Scientists Find Cosmic Expansion Rate Faster

New York Times

At their telescopes in the last few years, astronomers have been searching the heavens for evidence that the expansion of the universe is slowing down. The mutual gravitational attraction of all matter in stars, planets, and everything else known or hypothesized should be putting a gradual brake on the outward rush of space since the explosive moment of cosmic creation in the theorized Big Bang.

The preliminary results of the search are now in, and they are stunning. The expansion of the universe appears to be accelerating, instead of decelerating.

“Our observations show that the universe is expanding faster today than yesterday,” Dr. Adam Riess, a young astronomer at the University of California, at Berkeley, said in an interview last week. An analysis by him and an international team of scientists indicated that the cosmic expansion rate is about 15 percent greater now than when the universe was half its current age, about 7 billion years ago.

The group including Riess and another one, led by Dr. Saul Perlmutter of Lawrence Berkeley National Laboratory, used similar techniques of measuring the cosmic expansion rates over time by studying distant exploding stars, called supernovas. At first, the astronomers were not sure they could believe what they were seeing. But as they examined more supernovas and explored sources of possible error or alternative explanations, they have grown bold in describing the implications of their research at recent meetings.

“Try as we might, we have not found any errors,” Dr. Alexei V. Filippenko, a University of California astronomer who has worked on both teams, told colleagues recently at a meeting in Marina del Rey, Calif. “We get a nonzero cosmological constant.”

Translated, that means the astronomers are increasingly confident that they have detected the first strong evidence that the universe is permeated by a repulsive force, the opposite of gravity. The simplest explanation, other astrophysicists agree, is that the force is something called the cosmological constant. As conceived by theorists, this force is a property of the vacuum of space itself, an energy that acts on a large scale to stretch space and thus counteract gravity’s restraining power.
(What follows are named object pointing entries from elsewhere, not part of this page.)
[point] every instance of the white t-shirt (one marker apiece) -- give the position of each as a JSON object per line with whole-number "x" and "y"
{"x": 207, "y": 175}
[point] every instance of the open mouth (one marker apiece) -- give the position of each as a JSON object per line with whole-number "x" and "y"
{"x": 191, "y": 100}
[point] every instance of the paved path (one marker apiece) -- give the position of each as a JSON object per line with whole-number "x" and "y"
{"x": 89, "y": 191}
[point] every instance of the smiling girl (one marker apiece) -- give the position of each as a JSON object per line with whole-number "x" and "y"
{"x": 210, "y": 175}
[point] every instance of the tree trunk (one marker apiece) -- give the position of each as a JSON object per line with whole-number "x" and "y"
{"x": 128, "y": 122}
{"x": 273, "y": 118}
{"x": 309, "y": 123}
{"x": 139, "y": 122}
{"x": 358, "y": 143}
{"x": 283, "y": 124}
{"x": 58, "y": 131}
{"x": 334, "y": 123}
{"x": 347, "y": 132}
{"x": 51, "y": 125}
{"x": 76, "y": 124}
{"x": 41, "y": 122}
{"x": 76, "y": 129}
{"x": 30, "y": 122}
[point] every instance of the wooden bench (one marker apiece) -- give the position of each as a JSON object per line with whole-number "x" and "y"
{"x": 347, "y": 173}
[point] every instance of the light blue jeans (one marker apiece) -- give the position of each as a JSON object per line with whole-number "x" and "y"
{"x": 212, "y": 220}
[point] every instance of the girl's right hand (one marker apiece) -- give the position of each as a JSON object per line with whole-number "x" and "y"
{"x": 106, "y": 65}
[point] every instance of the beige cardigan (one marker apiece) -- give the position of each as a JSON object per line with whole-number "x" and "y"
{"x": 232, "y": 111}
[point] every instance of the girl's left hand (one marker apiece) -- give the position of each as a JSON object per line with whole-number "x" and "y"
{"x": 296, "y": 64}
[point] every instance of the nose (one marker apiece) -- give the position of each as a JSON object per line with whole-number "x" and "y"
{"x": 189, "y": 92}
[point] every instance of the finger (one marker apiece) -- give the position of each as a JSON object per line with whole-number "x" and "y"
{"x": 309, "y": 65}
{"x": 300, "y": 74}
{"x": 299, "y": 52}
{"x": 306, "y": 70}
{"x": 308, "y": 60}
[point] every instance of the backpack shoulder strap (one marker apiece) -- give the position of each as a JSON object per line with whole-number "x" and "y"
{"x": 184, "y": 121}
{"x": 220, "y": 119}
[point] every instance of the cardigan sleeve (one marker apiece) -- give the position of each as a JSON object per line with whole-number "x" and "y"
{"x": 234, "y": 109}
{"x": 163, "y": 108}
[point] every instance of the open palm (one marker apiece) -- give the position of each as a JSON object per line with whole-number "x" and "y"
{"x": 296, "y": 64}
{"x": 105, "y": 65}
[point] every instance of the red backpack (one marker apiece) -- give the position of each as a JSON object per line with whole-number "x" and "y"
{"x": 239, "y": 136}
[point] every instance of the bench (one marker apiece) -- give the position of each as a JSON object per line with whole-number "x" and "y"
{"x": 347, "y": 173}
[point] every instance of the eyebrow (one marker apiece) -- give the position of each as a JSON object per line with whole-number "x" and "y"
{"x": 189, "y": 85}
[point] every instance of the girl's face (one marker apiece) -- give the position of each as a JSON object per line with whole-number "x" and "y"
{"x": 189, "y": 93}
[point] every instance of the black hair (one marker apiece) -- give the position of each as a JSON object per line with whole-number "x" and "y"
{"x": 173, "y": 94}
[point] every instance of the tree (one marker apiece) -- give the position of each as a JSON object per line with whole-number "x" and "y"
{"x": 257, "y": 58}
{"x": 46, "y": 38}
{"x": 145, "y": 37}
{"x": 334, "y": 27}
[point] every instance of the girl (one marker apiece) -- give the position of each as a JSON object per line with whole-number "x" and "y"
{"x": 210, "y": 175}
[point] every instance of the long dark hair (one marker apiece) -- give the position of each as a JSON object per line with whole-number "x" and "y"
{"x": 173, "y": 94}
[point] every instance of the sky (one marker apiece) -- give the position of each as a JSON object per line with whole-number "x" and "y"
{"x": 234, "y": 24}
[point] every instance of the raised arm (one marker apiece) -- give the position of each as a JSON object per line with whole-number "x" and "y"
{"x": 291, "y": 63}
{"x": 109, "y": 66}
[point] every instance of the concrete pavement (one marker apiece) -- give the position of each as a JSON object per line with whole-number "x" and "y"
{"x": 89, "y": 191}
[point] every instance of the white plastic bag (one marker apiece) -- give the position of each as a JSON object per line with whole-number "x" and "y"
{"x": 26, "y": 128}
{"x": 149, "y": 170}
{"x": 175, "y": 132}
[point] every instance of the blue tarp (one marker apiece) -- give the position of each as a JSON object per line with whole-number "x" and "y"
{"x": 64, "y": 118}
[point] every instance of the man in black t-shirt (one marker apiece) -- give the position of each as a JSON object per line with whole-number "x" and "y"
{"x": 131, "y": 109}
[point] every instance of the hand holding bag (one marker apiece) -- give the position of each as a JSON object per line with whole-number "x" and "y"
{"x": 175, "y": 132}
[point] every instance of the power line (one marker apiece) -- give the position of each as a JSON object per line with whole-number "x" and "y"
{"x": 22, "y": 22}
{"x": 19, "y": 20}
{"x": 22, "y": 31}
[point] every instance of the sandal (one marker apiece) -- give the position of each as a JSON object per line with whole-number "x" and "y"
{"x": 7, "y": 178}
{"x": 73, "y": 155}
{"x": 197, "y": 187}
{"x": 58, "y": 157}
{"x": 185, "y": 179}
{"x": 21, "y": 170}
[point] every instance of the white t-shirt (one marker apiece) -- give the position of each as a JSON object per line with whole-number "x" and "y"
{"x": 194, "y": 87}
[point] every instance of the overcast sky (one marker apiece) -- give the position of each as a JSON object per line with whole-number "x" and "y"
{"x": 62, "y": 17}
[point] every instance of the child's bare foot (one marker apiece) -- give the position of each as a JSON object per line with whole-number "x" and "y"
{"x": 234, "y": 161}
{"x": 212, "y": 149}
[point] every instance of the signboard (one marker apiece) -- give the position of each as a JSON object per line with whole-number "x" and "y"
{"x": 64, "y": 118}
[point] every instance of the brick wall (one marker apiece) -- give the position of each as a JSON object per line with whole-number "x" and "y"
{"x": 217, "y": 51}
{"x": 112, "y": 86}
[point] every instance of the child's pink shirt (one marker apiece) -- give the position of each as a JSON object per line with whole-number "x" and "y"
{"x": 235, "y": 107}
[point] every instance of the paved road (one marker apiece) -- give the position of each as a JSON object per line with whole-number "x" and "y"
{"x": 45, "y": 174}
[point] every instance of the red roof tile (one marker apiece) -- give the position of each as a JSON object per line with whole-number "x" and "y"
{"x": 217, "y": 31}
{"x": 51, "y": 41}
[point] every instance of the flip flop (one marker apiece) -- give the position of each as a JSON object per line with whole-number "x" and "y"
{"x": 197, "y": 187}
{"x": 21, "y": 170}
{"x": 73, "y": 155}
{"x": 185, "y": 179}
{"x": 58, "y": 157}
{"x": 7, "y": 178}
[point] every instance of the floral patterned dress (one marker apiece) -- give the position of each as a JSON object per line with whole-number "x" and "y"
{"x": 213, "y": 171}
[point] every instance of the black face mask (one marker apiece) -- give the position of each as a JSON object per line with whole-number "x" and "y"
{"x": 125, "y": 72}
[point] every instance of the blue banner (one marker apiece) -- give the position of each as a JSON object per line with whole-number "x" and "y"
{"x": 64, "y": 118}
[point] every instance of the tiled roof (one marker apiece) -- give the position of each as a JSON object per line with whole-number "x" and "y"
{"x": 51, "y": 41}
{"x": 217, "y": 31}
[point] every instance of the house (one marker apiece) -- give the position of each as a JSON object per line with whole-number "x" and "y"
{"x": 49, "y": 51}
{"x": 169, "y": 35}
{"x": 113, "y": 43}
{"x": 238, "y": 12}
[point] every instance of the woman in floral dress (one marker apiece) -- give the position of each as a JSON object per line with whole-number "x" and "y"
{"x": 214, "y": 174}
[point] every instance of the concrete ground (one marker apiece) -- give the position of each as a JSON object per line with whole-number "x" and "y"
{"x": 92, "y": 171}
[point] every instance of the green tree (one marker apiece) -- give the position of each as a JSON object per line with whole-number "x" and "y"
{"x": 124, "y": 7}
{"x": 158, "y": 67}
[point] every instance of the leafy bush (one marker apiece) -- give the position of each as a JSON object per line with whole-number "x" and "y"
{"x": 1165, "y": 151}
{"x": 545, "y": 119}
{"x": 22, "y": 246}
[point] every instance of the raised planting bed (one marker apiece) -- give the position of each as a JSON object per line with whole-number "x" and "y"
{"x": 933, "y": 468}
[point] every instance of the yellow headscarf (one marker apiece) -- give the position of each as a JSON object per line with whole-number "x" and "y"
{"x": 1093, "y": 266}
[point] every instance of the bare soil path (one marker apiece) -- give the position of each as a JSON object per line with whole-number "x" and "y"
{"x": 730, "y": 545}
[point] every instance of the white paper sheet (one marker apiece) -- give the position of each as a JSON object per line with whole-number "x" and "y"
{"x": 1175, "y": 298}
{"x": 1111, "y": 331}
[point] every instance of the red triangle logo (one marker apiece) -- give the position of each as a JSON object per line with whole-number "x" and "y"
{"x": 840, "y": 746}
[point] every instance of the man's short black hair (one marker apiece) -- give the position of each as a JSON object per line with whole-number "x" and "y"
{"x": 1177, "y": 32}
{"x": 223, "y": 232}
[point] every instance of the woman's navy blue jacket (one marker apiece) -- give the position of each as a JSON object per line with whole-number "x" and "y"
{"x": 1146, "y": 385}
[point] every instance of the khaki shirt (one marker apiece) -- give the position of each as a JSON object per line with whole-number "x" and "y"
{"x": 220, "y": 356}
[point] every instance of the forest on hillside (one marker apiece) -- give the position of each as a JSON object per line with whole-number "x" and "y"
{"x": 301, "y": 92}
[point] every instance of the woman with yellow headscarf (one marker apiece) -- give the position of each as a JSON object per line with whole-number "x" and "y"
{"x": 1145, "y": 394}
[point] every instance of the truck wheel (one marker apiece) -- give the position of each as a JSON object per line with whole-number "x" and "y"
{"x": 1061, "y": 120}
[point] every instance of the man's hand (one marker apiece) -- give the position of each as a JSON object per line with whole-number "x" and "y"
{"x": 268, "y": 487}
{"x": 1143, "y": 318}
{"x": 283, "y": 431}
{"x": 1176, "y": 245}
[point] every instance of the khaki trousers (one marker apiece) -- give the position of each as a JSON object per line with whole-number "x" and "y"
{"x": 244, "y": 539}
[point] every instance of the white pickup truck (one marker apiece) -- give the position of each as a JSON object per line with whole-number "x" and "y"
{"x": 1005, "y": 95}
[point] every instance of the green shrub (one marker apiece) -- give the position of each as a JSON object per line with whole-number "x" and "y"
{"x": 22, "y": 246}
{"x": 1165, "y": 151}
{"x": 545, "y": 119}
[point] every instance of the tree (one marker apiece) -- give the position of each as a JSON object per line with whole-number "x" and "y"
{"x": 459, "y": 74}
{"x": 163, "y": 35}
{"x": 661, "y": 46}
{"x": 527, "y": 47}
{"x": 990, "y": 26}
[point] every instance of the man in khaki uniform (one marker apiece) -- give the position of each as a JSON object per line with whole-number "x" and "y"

If the observations are correct, this is one more case of astronomers handing cosmologists a new piece to a jigsaw puzzle, which is always maddeningly incomplete, and asking them to find a way to fit it into a satisfying theoretical whole. Knowledge of an accelerating expansion could lead to a revised recipe of just what the universe is made of. It could resolve a paradox raised by previous controversial suggestions that the universe appears to be younger than its oldest stars. It could also change thinking about cosmic evolution and the ultimate fate of the universe.